Governo tenta censurar TVs e rádios piratas

Lei que prevê cassação de concessão será usada se emissoras apoiarem o boicote às eleições, dizem diretores de estatais

 

CARACAS

O governo venezuelano escalou ontem os dirigentes das estatais Telesur e Rádio Nacional da Venezuela (RNV) para advertir as emissoras privadas de rádio e televisão do país para as conseqüências de seguir apoiando o boicote à eleição parlamentar de domingo, no que chamaram de “golpe midiático”. Numa ameaça velada de censura, o presidente da Telesur, Andrés Izarra, e a diretora-geral da RNV, Helena Salcedo, disseram que será aplicada a polêmica Lei de Responsabilidade Social do Rádio e da Televisão (Resort), aprovada há um ano pela Assembléia Nacional, dominada pelo governo, que prevê a cassação da concessão de emissoras que veiculem mensagens consideradas impróprias por um órgão também controlado pelo governo.

“Há emissoras que veiculam exclusivamente mensagens contra o governo, tentando desestabilizar a democracia”, denunciou Izarra, em entrevista coletiva na sede da Vice-Presidência da República, transmitida ao vivo pelas emissoras estatais. “As mensagens antidemocráticas de concessionárias de rádio e de TV serão monitoradas, e serão feitas visitas às emissoras que estão divulgando mensagens contra o sagrado direito do voto.” 

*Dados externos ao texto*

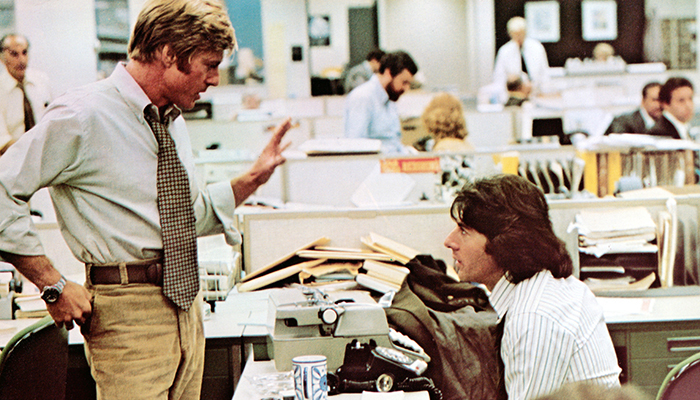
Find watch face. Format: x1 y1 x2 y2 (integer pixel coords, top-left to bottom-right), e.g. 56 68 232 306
42 288 60 303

Izarra e Helena citaram nominalmente o dono do canal Globovisión, Alberto Federico Ravel, ferrenho opositor do governo. Acolhida com entusiasmo pelo presidente Luiz Inácio Lula da Silva e outros governantes de esquerda da região, a idéia de Hugo Chávez é transformar a Telesur numa rede sul-americana, destinada a contrabalançar o poder de emissoras como a CNN.

“Estão buscando um golpe eleitoral através de um golpe midiático, para turvar o processo eleitoral”, acusou Helena. “A grande maioria da população deseja que se realizem eleições e rechaça a retirada das candidaturas, promovida pelas cúpulas partidárias, sob orientação dos Estados Unidos.” Segundo ela, as emissoras “estão omitindo informações e ferindo a Lei de Resort e a Constituição Bolivariana”. À pergunta sobre o que aconteceria se fosse confirmada a violação da lei, Helena se limitou a dizer que “cada um deverá assumir a sua responsabilidade”.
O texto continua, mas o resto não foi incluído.